Installing hass.io in a virtual machine
Combining the advantages of aproaches would be ideal to. And furtunately it is possible to install hass.io in a virtual machine. This solution does only have one little drawback: presence detection using bluetooth low energy is not possible. I already had a docker host up and running so there wasn’t much left to do. First I’ve installed some dependecies for hass.io as mentioned in the install script:
sudo apt-get install jq curl dbus socat bash avahi-daemon sudo apt-get install apt-transport-https ca-certificates wget software-properties-common
Some of these packages had already been installed.
To install hassio itself (i.e. homeassistant and a supervisor container) download the installer and run it using the correct machine type: Installing hassio:
curl -sL https://raw.githubusercontent.com/home-assistant/hassio-build/master/install/hassio_install | bash -s -- -m qemux86-64
Due to my setup of docker I had to download the file first, remove the check for avahi and then run the install script manually.

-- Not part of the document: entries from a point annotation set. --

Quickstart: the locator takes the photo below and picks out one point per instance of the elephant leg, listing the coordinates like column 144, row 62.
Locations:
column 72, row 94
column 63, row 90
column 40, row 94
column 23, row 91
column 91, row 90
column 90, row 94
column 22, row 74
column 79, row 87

The web interface is now accesible at <HOSTIP>:8123 and your homeassistant is (more or less) ready for configuration.
Installing ssh addon
Although hass.io is ready to run it makes sense to add at least an SSH addon so you can easily access the instance and your config files. Installation is pretty easy, go to
Hass.io > Add-on Store and choose the SSH server addon. After installation you’ll need to configure it. I’ve added my ssh public key to the list and changed the port to 222 before starting the addon. Changing the port still allowss me to ssh into the virtual machine on port 22. To make login easier, I’ve added a host entry to the ssh config file on my laptop:
Host hassio HostName <HOSTIP> User root Port 222 IdentityFile ~/.ssh/<NAME_OF_PRIVATE_KEY>
This enables me to use the shortcode
to log into the hass.io instance
Windows users might prefer to install the samba addon to access the config files on a network share. You could also use the configurato addon for online editing.